The Tragic Innocents
- First edition
- Author: René Barjavel
- Original title: Tarendol
- Translator: Eithne Wilkins
- Cover artist: J. Buckland-Wright
- Language: French
- Publisher: Éditions Denoël
- Publication date: 1946
- Publication place: France
- Published in English: 1948 Hamish Hamilton
- Pages: 425

= The Tragic Innocents =

1946 novel by René Barjavel

The Tragic Innocents (Tarendol) is a 1946 novel by the French writer René Barjavel. It tells the story of two teenagers, Jean Tarendol and Marie Margherite, who fall in love in occupied France during World War II. The story is set in an imaginary region inspired by the author's native Drôme.

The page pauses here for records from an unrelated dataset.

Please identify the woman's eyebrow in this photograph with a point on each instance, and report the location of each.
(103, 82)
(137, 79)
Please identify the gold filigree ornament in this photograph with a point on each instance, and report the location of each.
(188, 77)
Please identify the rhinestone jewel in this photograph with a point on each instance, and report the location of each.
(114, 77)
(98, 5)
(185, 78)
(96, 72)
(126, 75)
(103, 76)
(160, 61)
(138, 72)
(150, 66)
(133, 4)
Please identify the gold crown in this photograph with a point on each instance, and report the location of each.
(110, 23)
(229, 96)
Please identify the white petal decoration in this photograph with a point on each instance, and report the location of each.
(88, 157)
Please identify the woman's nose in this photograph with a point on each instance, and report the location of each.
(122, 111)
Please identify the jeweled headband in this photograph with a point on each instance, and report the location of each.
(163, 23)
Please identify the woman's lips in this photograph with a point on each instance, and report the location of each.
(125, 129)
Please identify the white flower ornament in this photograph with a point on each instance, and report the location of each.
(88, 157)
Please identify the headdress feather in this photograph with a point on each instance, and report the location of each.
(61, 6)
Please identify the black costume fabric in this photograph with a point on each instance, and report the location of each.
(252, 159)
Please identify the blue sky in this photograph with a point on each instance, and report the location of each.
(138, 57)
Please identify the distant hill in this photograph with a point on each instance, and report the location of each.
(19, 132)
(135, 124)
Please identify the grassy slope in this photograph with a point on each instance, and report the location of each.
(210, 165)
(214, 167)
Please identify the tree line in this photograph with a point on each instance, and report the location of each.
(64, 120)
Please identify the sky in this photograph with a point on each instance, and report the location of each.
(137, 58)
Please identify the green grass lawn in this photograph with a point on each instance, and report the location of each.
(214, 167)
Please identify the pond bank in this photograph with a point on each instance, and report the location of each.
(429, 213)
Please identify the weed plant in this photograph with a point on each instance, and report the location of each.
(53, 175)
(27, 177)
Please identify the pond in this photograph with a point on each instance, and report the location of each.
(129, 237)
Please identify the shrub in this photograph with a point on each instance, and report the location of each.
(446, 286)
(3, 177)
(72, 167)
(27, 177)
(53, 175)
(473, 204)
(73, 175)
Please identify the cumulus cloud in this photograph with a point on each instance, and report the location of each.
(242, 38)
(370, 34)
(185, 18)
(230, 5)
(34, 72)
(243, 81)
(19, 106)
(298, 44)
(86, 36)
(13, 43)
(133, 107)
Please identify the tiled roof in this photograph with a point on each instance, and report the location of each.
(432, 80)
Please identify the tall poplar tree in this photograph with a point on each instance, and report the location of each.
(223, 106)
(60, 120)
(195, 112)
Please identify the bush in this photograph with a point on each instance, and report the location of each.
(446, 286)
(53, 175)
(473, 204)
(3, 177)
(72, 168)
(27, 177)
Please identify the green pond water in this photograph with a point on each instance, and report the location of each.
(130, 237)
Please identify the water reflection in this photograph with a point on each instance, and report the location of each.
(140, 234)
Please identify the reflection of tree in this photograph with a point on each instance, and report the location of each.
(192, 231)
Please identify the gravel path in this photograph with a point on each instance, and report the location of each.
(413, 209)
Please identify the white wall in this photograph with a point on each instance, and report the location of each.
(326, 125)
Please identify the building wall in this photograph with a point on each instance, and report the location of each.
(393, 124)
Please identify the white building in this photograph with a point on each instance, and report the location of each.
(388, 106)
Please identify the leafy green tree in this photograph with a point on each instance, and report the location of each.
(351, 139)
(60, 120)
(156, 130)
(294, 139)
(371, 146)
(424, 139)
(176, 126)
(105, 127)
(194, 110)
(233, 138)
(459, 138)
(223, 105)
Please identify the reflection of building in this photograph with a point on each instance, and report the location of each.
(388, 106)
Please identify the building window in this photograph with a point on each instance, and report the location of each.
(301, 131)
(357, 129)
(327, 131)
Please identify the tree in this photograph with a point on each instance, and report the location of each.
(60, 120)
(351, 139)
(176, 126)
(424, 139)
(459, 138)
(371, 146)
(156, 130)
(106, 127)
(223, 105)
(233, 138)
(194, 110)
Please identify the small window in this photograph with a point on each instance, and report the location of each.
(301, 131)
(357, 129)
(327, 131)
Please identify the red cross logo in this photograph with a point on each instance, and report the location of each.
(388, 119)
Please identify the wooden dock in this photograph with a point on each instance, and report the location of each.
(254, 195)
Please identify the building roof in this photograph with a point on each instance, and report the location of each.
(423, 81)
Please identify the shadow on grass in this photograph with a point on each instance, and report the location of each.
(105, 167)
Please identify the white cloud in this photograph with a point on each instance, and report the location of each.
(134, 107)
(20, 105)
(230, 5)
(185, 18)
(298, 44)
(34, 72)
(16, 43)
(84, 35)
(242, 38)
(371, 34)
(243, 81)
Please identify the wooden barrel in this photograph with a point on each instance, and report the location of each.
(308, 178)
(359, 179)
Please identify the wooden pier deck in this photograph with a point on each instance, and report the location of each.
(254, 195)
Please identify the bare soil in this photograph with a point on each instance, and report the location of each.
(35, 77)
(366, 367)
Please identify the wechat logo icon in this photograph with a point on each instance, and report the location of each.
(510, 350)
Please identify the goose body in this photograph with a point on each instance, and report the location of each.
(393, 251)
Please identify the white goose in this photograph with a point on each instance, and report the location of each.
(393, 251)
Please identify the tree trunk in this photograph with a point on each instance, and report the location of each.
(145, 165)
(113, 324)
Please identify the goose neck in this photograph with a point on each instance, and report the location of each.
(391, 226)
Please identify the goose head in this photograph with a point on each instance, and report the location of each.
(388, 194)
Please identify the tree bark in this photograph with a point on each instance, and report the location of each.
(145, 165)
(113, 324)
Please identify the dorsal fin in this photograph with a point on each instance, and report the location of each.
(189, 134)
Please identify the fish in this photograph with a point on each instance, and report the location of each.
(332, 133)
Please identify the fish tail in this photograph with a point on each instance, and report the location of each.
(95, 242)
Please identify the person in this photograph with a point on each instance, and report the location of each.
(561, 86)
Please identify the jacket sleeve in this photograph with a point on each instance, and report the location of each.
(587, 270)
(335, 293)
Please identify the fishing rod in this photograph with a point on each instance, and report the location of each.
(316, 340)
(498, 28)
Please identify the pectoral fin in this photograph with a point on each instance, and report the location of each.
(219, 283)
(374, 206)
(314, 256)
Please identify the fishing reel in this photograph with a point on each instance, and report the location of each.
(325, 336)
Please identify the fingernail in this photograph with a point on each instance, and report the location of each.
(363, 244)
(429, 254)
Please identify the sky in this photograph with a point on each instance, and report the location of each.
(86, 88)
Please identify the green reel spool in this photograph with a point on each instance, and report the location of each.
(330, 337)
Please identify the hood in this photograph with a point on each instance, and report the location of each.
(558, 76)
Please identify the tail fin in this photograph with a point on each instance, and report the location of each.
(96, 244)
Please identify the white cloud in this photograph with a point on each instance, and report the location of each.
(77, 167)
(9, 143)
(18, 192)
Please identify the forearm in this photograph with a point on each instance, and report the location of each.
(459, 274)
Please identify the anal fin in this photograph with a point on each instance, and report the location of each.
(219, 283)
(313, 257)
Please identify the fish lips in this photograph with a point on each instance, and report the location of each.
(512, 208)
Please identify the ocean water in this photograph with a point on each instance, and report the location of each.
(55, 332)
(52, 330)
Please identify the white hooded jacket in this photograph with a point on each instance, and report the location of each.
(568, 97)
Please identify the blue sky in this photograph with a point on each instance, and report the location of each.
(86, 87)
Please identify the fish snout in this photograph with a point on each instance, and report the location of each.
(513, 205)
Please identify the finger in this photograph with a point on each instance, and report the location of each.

The book was published in English in 1948, translated by Eithne Wilkins.

==Reception==
Kirkus Reviews wrote: "This is a story of young love, set in war-time France, poetic, passionately written, with much of beauty -- and yet with an aura of unreality, which perhaps is intentional, in keeping with the mood of the lovers. ... An odd blend of sophistication, of Gallic outspokenness, with a simplicity, almost a naivete, makes this unique in its field. Beautifully translated by Eithne Wilkins, the English text loses nothing of the grace of language."

==Adaptation==
The novel was adapted into a 1980 television serial with the same title directed by Louis Grospierre. The serial ran in four episodes starring Jacques Penot as Jean, Florence Pernel as Marie and Daniel Gélin as Bazalo.